Será que V.Exª preferirá justificar o que de V.Exª pensam os adversários de V.Exª e, até mesmo, alguns amigos de V.Exª que dizem que V.Exª é um homem frio, sem independência política, sem possuir, com V.Exª, a fulguração dos homens justos, merecedores do desrespeito e da atenção dos concidadãos de V.Exª, do povo, das tradições luminosas daqueles que nos honraram com o Passado de tão grandes e imorredouras lições de civismo e profundamente humanas?
Será que V.Exª vai silenciar, justificando o que o povo e nós da família Nascimento Moraes já pensamos de V.Exª: um irresponsável, um governo sem condições para exigir do povo e dos seus auxiliares a prática dos bons costumes, da ordem, da respeitabilidade humana?
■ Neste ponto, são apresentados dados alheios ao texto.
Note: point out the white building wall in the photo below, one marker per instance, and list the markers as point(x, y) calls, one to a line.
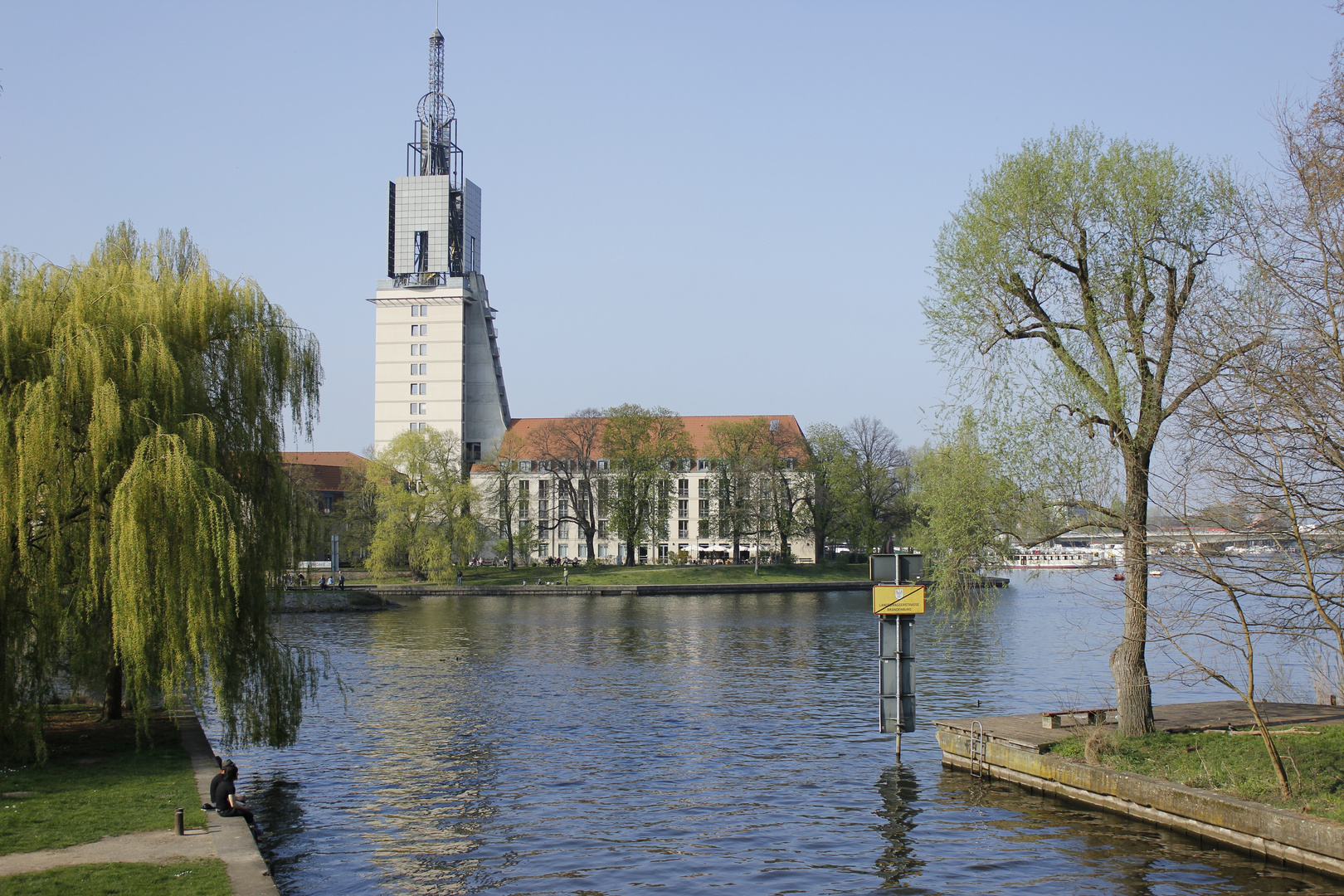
point(446, 332)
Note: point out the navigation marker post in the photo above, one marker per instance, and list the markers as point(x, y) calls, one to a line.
point(897, 599)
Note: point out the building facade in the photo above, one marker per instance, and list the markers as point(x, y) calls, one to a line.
point(548, 499)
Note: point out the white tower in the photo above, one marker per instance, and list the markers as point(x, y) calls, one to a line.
point(437, 362)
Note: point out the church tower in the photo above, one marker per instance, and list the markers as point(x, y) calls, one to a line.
point(437, 363)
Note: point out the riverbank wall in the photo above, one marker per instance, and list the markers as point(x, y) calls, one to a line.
point(611, 590)
point(231, 837)
point(1274, 835)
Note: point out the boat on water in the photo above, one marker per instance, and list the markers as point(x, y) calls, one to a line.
point(1057, 558)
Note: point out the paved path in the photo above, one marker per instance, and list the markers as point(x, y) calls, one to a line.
point(158, 846)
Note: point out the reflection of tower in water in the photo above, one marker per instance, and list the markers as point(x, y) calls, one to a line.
point(898, 790)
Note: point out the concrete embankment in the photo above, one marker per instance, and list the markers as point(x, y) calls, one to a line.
point(1015, 748)
point(613, 590)
point(231, 837)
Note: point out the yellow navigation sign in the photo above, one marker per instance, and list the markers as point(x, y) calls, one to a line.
point(898, 599)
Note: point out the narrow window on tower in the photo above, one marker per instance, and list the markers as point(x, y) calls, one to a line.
point(422, 251)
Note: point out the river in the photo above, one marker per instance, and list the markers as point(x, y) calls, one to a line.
point(702, 744)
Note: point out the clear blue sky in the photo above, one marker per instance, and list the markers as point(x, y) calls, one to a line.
point(718, 207)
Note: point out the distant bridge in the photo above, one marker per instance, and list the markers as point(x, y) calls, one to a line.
point(1210, 536)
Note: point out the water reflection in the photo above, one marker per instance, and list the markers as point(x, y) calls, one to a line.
point(605, 744)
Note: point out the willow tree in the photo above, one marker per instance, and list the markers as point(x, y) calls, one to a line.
point(425, 507)
point(144, 508)
point(1079, 293)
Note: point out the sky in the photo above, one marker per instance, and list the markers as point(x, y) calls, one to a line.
point(714, 207)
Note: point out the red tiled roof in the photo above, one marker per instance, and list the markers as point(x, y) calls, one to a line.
point(696, 427)
point(323, 470)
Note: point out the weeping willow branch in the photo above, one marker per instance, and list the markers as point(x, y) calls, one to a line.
point(144, 509)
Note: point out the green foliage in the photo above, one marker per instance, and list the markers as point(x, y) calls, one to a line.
point(95, 783)
point(144, 508)
point(644, 448)
point(965, 507)
point(199, 878)
point(1234, 765)
point(425, 519)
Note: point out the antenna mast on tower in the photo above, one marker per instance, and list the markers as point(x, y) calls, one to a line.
point(435, 149)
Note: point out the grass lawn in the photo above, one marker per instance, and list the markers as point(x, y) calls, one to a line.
point(199, 878)
point(95, 783)
point(648, 574)
point(1237, 766)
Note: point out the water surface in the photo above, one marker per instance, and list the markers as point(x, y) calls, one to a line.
point(699, 744)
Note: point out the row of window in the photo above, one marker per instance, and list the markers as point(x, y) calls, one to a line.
point(544, 466)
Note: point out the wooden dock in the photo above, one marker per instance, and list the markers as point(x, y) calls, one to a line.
point(1016, 748)
point(1027, 733)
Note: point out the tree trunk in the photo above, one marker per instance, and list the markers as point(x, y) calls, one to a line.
point(112, 692)
point(1127, 663)
point(1272, 748)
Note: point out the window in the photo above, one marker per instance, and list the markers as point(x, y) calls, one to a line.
point(422, 251)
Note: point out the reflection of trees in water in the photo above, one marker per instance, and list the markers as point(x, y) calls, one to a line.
point(898, 790)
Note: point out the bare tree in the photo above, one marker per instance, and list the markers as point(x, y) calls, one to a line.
point(1079, 295)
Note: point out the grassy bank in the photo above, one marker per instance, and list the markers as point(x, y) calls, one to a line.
point(641, 575)
point(97, 783)
point(1235, 765)
point(197, 878)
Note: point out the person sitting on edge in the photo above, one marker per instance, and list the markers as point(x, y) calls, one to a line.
point(227, 802)
point(217, 779)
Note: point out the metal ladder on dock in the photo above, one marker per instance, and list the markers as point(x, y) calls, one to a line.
point(977, 751)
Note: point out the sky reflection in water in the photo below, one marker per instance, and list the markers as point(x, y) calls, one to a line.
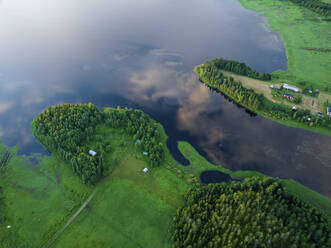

Será que V.Exª vai mesmo permanecer nesta criminosa passividade, dando a entender que não há, para V.Exª, a mínima importância de que um funcionário do Estado, no exercício do cargo, tenha sido surrado, recebido pontapés no rosto, recebido murros na cabeça, jogado no chão duro da estrada poeirenta, atacado por três facínoras, dois deles soldados da Polícia Militar do Estado, indivíduos pertencentes ao Destacamento Policial de Pedreiras?
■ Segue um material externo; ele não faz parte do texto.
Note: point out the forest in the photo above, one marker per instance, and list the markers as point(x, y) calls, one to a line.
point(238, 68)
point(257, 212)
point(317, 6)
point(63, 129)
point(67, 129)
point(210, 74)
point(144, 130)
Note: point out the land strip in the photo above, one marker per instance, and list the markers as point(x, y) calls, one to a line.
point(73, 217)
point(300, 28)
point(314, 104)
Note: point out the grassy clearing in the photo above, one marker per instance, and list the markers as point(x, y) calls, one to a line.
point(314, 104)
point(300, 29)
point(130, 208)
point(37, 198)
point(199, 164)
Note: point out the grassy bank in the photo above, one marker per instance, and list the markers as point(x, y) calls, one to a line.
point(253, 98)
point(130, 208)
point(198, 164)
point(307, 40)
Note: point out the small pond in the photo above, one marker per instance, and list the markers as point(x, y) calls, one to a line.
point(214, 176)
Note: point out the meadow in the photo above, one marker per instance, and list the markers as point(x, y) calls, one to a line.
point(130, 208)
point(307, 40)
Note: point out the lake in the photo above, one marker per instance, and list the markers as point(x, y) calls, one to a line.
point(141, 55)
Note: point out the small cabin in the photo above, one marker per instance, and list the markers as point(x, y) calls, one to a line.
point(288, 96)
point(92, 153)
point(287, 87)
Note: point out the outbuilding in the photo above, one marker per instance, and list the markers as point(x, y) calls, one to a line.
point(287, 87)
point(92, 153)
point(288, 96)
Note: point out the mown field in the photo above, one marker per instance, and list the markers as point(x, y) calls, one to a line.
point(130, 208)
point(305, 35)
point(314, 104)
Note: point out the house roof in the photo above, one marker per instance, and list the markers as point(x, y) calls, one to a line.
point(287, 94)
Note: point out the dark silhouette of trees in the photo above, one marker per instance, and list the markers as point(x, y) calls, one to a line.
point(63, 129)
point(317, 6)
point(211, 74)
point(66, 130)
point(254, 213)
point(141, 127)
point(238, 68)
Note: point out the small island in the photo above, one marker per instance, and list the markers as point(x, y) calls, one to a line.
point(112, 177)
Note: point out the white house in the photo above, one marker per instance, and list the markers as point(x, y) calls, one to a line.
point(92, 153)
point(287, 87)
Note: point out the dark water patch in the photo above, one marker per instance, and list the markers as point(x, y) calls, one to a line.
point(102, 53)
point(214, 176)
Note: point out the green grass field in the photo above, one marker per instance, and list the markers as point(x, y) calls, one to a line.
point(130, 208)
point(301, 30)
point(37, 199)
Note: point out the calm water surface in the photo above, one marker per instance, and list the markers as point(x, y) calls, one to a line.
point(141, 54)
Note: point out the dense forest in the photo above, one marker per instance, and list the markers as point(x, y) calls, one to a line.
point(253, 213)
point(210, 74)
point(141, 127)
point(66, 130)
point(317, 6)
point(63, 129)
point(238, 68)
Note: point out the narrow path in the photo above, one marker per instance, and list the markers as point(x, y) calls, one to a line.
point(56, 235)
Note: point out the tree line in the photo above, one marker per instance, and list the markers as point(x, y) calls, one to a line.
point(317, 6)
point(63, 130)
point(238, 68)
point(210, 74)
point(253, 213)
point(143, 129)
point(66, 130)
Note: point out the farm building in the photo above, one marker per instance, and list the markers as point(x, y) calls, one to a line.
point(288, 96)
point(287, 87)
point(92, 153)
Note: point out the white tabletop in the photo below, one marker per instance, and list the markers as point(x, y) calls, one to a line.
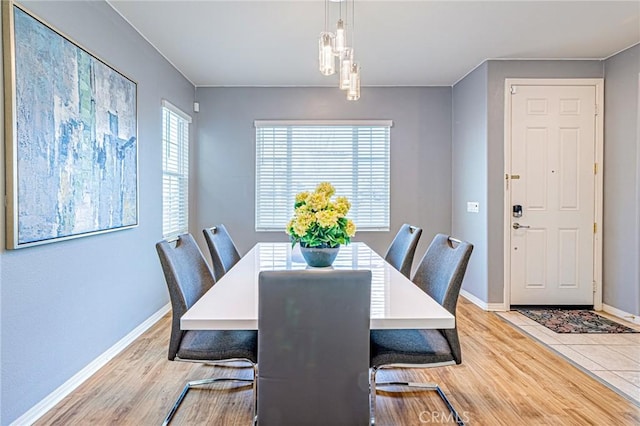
point(232, 303)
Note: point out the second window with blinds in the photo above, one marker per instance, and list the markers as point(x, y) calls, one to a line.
point(295, 156)
point(175, 171)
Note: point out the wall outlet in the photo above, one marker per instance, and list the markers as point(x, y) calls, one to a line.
point(473, 206)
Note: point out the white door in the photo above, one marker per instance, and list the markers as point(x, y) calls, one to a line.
point(553, 145)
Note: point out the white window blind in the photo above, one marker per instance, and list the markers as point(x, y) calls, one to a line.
point(296, 156)
point(175, 171)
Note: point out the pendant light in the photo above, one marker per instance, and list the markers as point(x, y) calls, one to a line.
point(335, 45)
point(326, 58)
point(341, 37)
point(346, 59)
point(353, 92)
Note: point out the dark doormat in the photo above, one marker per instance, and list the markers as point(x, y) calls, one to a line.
point(575, 321)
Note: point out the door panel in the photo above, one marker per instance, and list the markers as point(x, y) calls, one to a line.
point(553, 153)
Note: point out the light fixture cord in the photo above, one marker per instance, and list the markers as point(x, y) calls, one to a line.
point(353, 24)
point(326, 11)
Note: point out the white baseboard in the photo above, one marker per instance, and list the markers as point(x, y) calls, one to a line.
point(482, 304)
point(621, 314)
point(81, 376)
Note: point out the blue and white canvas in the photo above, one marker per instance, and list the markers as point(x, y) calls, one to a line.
point(76, 138)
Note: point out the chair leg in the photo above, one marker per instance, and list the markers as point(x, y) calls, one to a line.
point(427, 386)
point(194, 383)
point(372, 391)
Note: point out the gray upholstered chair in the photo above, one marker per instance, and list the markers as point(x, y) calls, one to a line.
point(188, 277)
point(440, 275)
point(403, 248)
point(224, 253)
point(313, 347)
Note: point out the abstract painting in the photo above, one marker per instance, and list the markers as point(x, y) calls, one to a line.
point(71, 138)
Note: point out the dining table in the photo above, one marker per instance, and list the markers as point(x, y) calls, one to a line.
point(396, 302)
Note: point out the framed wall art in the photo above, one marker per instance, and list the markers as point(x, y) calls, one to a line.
point(70, 134)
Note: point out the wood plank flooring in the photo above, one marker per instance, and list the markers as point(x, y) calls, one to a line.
point(506, 378)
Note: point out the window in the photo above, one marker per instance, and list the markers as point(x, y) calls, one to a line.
point(296, 156)
point(175, 171)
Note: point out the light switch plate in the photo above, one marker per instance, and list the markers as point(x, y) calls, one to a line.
point(473, 206)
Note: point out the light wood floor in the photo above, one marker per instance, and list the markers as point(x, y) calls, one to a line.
point(505, 379)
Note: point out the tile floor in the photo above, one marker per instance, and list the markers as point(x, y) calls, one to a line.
point(613, 359)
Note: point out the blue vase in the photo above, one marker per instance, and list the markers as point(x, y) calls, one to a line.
point(319, 257)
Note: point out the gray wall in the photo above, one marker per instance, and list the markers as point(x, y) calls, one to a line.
point(64, 304)
point(621, 270)
point(420, 154)
point(469, 152)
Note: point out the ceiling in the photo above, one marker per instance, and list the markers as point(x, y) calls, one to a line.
point(397, 43)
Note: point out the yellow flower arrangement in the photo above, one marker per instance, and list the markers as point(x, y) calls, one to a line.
point(320, 222)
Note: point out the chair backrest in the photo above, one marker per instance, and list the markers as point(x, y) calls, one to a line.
point(440, 275)
point(224, 253)
point(403, 247)
point(313, 339)
point(188, 277)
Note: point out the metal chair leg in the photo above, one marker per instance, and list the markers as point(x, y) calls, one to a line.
point(194, 383)
point(427, 386)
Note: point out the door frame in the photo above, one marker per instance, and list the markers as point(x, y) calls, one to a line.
point(598, 83)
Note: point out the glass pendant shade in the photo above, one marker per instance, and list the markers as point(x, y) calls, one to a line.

Será que V.Exª, na sua condição de homem, e não mais de governo, não tenha V.Exª sentido revoltas íntimas ao saber do massacre sofrido por um fiscal de Renda do Estado que defendia os interesses do Estado, que estava a serviço de V.Exª?
Será que V.Exª vai mesmo fixar-se na sombra duma tolerância condenável, assumir a “paternidade” da tocaia que se armou contra o fiscal Nascimento Moraes Filho, só pelo fato de está sendo apontado como um mandante o pai do genro de V.Exª, deputado Raimundinho Sá?
Será que V.Exª aceitará a identificação de um governo sem idoneidade moral? Será que V.Exª que tantas vezes tem proclamado o “fortalecimento do governo” de V.Exª, resolvesse para não contrariar o pai do genro de V.Exª, retrair-se, deixar que tudo fique em nada, que não haja a identificação dos mandantes, que se esconda na peça do inquérito a participação do principal cúmplice: esse comerciante e deputado Francisco Sá? Será?
Bem, Exª, aguardamos o pronunciamento oficial de V.Exª. Ainda poderá haver de V.Exª um reexame de consciência e a determinação de firmar-se na opinião pública como um homem e um governo digno e justo. Sim, Exª, ainda poderá haver a recuperação de V.Exª. Poderá sim.
* Paulo Nascimento Moraes. “A Volta do Boêmio” (inédito) – “Jornal do Dia”, 18 de janeiro de 1964 (sábado).